Maroc : une journaliste condamnée à un an de prison ferme pour "avortement illégal"

Une manifestante tient une pancarte \"Sortez de mon utérus\" à l\'extérieur du tribunal où se tient le procès d\'Hajar Raissouni, le 9 septembre 2019 à Rabat, capitale du Maroc.
Une manifestante tient une pancarte "Sortez de mon utérus" à l'extérieur du tribunal où se tient le procès d'Hajar Raissouni, le 9 septembre 2019 à Rabat, capitale du Maroc. (FADEL SENNA / AFP)

Arrêtés et jugés en même temps qu'elle, son gynécologue a écopé de deux ans de prison ferme et son fiancé d'un an ferme.

La journaliste marocaine Hajar Raissouni, 28 ans, a été condamnée lundi 30 septembre à un an de prison ferme pour "avortement illégal" et "relations sexuelles hors mariage" par le tribunal de Rabat, une affaire qui a suscité l'indignation dans le royaume et à l'étranger. "Ce procès n'avait pas lieu d'être, les accusations étaient infondées : il n'y a ni débauche [relations sexuelles hors mariage, NDLR] ni avortement", a regretté l'avocat de la journaliste, Me Abdelmoula El Marouri, à l'issue du verdict.

Arrêtés et jugés en même temps qu'elle, son gynécologue a écopé de deux ans de prison ferme et son fiancé d'un an ferme. Un anesthésiste octogénaire a été condamné à un an de prison avec sursis et une secrétaire à huit mois avec sursis. Les proches de la journaliste ont confié qu'elle allait faire appel, tout comme Me Meriem Moulay Rachid, l'avocate du gynécologue.

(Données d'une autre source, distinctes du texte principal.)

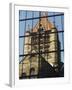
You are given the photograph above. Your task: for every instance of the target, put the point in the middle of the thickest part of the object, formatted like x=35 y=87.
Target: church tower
x=42 y=40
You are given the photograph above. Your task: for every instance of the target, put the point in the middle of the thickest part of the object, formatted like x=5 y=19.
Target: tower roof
x=44 y=22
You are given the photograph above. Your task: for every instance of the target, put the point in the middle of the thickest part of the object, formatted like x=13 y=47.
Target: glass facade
x=41 y=44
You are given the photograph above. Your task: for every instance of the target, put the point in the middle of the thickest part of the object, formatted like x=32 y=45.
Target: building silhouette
x=42 y=57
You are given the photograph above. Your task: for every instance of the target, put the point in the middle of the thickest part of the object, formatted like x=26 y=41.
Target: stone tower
x=43 y=39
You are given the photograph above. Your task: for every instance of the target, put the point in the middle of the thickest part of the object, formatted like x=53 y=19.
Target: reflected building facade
x=42 y=57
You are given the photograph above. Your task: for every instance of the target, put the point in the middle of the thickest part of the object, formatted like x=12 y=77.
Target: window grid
x=38 y=35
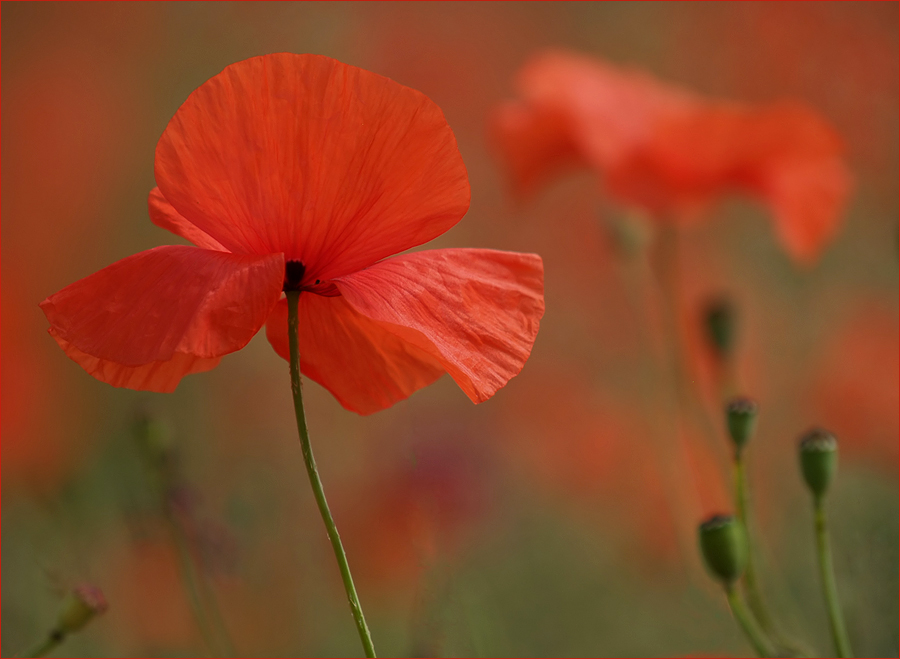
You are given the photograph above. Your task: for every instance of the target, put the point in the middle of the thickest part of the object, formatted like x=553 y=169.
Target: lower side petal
x=366 y=367
x=476 y=311
x=151 y=318
x=159 y=376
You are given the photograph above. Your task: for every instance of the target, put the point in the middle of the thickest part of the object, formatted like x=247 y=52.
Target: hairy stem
x=748 y=624
x=826 y=569
x=293 y=299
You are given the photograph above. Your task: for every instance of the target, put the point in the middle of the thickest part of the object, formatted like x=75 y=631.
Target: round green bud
x=720 y=320
x=723 y=543
x=741 y=414
x=818 y=459
x=82 y=604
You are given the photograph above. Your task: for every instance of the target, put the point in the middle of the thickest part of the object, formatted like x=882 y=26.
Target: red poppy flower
x=670 y=152
x=299 y=169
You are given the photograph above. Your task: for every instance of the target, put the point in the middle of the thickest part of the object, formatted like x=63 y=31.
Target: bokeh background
x=550 y=520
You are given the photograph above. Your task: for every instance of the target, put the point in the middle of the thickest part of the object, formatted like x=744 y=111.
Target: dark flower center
x=293 y=275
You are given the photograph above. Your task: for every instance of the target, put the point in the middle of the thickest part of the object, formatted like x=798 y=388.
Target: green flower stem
x=826 y=568
x=48 y=645
x=751 y=588
x=293 y=298
x=748 y=624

Journaliste au quotidien arabophone Akhbar Al-Yaoum, elle risquait jusqu'à deux ans de prison en vertu du code pénal marocain, qui sanctionne les relations sexuelles hors mariage et l'avortement quand la vie de la mère n'est pas en danger.

Un procès "politique"

Interpellée fin août à l'entrée d'un cabinet médical de Rabat, la reporter avait été soumise à "un examen médical sans son accord", selon elle. Ses avocats avaient assimilé cet examen à de "la torture", pointant des "manquements de la police judiciaire" et des "preuves fabriquées", et plaidé pour sa libération.

Hajar Raissouni, qui dénonce un procès "politique", est arrivée à la salle d'audience l'air serein, vêtue d'une djellaba noire, un voile à motifs couvrant sa tête. Elle a fait un signe de la main à ses proches avant de prendre place sur le banc des accusés. Le jugement a été accueilli par des cris de colère et de déception par les familles des accusés, et certains ont scandé en choeur le prénom de la reporter, visiblement effondrée.

Une législation "obsolète"

L'affaire a soulevé des débats sur les libertés individuelles dans le royaume et sur les poursuites judiciaires visant les voix critiques. Dans un manifeste publié le 23 septembre dans plusieurs médias au nom des libertés individuelles, des centaines de femmes se sont déclarées "hors-la-loi", proclamant avoir déjà violé la législation "obsolète" du pays sur les moeurs et l'avortement.

En 2018, la justice marocaine a poursuivi 14 503 personnes pour débauche, 3 048 pour adultère, 170 pour homosexualité et 73 pour avortements, selon les chiffres officiels. Entre 600 et 800 avortements clandestins sont pratiqués chaque jour au Maroc, selon des estimations.